Dentro de este marco, el empobrecimiento latinoamericano por un lado y las necesidades
crecientes de la Iglesia y sus congregaciones por el otro, es mi convicción personal profunda que
la solución de los problemas económicos de la Iglesia no se obtiene sencillamente con una
búsqueda de subsidios e ingresos nuevos, por más brillantes que fueren los expertos en
Fundraising, ni con programas de ajuste que dejan desnudos a los más débiles; sino que pasa por
una mayor concientización sobre la mayordomía.
En el sentido bíblico, la mayordomía es la correcta administración del dinero y los bienes.
Esta mayordomía tiene que ver en primer lugar con la convicción de fe de los miembros de
la Iglesia, y recién en segundo lugar con la situación económica.

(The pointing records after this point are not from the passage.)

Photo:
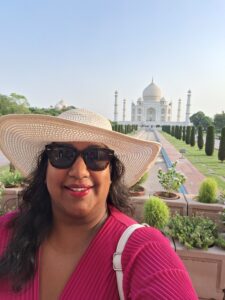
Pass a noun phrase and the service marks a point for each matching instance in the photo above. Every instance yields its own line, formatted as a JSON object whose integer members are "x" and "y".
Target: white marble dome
{"x": 152, "y": 92}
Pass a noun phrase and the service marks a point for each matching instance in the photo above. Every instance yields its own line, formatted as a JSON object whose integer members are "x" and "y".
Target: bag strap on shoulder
{"x": 117, "y": 264}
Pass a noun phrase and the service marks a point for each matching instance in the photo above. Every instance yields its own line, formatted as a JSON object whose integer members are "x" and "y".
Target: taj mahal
{"x": 152, "y": 109}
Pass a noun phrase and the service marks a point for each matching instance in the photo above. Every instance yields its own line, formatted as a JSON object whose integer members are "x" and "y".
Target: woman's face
{"x": 77, "y": 191}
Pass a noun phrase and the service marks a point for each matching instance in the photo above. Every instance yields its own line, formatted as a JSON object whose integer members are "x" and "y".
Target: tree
{"x": 219, "y": 121}
{"x": 200, "y": 138}
{"x": 184, "y": 134}
{"x": 200, "y": 118}
{"x": 192, "y": 138}
{"x": 188, "y": 135}
{"x": 210, "y": 140}
{"x": 221, "y": 152}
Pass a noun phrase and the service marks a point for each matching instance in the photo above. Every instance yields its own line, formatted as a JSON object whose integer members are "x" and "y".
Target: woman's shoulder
{"x": 5, "y": 220}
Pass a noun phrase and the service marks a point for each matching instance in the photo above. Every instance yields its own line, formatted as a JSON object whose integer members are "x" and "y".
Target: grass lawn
{"x": 209, "y": 166}
{"x": 6, "y": 167}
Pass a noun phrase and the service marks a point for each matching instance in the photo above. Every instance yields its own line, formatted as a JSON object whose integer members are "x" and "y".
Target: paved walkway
{"x": 194, "y": 177}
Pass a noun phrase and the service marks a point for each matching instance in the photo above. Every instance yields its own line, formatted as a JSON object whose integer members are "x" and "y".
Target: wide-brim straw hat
{"x": 23, "y": 137}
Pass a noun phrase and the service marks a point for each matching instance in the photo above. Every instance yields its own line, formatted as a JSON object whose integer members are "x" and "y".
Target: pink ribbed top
{"x": 152, "y": 270}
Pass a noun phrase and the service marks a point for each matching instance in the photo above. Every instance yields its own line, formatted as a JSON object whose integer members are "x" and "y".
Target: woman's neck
{"x": 68, "y": 237}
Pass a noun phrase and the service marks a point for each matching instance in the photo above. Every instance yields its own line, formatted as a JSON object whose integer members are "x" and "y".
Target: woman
{"x": 61, "y": 241}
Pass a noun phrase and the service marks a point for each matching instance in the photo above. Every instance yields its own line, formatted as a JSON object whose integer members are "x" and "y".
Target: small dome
{"x": 61, "y": 104}
{"x": 152, "y": 92}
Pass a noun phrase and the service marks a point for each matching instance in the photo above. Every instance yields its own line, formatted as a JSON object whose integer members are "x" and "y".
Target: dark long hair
{"x": 34, "y": 220}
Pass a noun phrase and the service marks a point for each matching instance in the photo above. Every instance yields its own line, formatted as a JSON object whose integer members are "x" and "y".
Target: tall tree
{"x": 188, "y": 135}
{"x": 210, "y": 141}
{"x": 200, "y": 138}
{"x": 221, "y": 152}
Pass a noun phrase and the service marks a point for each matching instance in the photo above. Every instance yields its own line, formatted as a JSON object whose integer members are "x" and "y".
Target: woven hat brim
{"x": 23, "y": 137}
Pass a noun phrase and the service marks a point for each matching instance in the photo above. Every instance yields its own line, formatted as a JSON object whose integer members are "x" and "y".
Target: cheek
{"x": 53, "y": 177}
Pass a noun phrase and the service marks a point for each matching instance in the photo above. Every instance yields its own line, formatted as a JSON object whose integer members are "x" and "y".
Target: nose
{"x": 79, "y": 168}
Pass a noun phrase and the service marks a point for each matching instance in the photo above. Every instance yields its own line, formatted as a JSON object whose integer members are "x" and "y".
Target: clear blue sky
{"x": 82, "y": 51}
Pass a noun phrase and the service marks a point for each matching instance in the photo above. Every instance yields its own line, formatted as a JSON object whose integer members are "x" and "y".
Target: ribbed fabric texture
{"x": 152, "y": 270}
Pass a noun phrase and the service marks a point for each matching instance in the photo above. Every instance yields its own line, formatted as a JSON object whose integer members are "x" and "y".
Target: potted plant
{"x": 171, "y": 181}
{"x": 208, "y": 191}
{"x": 137, "y": 189}
{"x": 11, "y": 178}
{"x": 11, "y": 182}
{"x": 193, "y": 232}
{"x": 156, "y": 213}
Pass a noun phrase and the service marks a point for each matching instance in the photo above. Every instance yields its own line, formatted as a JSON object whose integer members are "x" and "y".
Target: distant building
{"x": 153, "y": 109}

Los problemas económicos de una Iglesia se derivan primordialmente de sus problemas
espirituales.
Necesitamos tomar conciencia que todos y todas hemos de colaborar con la obra de la Iglesia, no
para tener simplemente derecho a un servicio pastoral o por mera obligación, sino en
agradecimiento a Dios. Esta colaboración ha de ser proporcional a los ingresos y depende de
la conciencia de cada cual.
Ante este panorama, vamos a buscar qué nos dice la fuente de nuestra fe, la Biblia, sobre la
economía, los bienes, el dinero y la mayordomía. Haremos a continuación una breve síntesis de
algunos conceptos básicos de la Sagrada Escritura sobre el valor, los peligros y la función de los
bienes y el dinero; y después veremos qué podemos extraer de esto para el tema que nos
convoca.
4. La propuesta bíblica
La Biblia contiene numerosos textos sobre la economía y las relaciones socioeconómicas, que
hablan muy crudamente sobre pobres y ricos, pobreza y riqueza. Desde tiempos antiquísimos, la
pregunta acerca del origen de la pobreza y de la riqueza ha sido respondida por la clase
dominante con una ideología que justificaba los abismos socioeconómicos, afirmando que la
riqueza era una muestra de la bendición de Dios. Esto llevó a despreciar a quienes tenían y podían
menos en la vida, pues si lo mucho es bendición, lo poco es menos bendición o directamente
castigo. Pero veamos lo que nos dicen los textos bíblicos.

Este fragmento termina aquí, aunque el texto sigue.